🤖 AI Summary
This work addresses the challenge of efficiently tracking a moving speaker to maintain high-quality speech enhancement in dynamic acoustic environments where only the speaker’s initial direction is known. The authors propose a lightweight Bayesian tracking framework that is compatible with any deep spatially selective filter and incorporates an autoregressive feedback mechanism: enhanced speech from the previous frame guides the spatial filtering of the current frame, enabling causal, real-time, and accurate joint tracking and enhancement. To improve simulation realism, they also construct and publicly release a speaker trajectory dataset based on the social force model. The method achieves significant improvements in both tracking accuracy and speech enhancement performance with negligible additional computational cost, demonstrating strong generalization across both simulated and real-world complex acoustic scenarios.
📝 Abstract
Deep spatially selective filters achieve high-quality enhancement with real-time capable architectures for stationary speakers of known directions.
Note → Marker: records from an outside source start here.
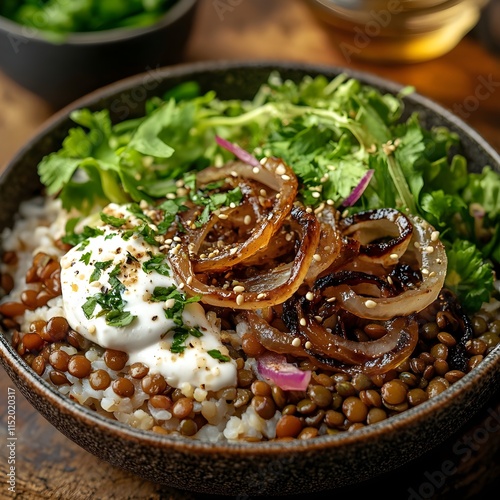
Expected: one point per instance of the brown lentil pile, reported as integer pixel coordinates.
(332, 403)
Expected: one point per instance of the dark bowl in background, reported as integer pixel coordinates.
(341, 461)
(61, 72)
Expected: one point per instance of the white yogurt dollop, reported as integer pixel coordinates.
(92, 270)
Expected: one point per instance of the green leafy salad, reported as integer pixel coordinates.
(58, 18)
(345, 141)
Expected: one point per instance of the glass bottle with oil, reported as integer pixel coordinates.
(398, 30)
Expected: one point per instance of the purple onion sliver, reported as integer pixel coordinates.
(240, 153)
(288, 377)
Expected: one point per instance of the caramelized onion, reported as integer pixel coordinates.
(373, 227)
(270, 287)
(273, 173)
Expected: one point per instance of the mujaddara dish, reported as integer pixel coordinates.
(300, 264)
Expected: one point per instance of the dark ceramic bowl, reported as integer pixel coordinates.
(271, 468)
(61, 73)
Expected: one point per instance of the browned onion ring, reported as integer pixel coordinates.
(374, 225)
(274, 174)
(269, 288)
(430, 255)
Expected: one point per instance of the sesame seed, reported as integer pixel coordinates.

To retain this level of performance in dynamic scenarios when only the speakers' initial directions are given, accurate, yet computationally lightweight tracking algorithms become necessary. Assuming a frame-wise causal processing style, temporal feedback allows for leveraging the enhanced speech signal to improve tracking performance. In this work, we investigate strategies to incorporate the enhanced signal into lightweight tracking algorithms and autoregressively guide deep spatial filters. Our proposed Bayesian tracking algorithms are compatible with arbitrary deep spatial filters. To increase the realism of simulated trajectories during development and evaluation, we propose and publish a novel dataset based on the social force model. Results validate that the autoregressive incorporation significantly improves the accuracy of our Bayesian trackers, resulting in superior enhancement with none or only negligibly increased computational overhead. Real-world recordings complement these findings and demonstrate the generalizability of our methods to unseen, challenging acoustic conditions.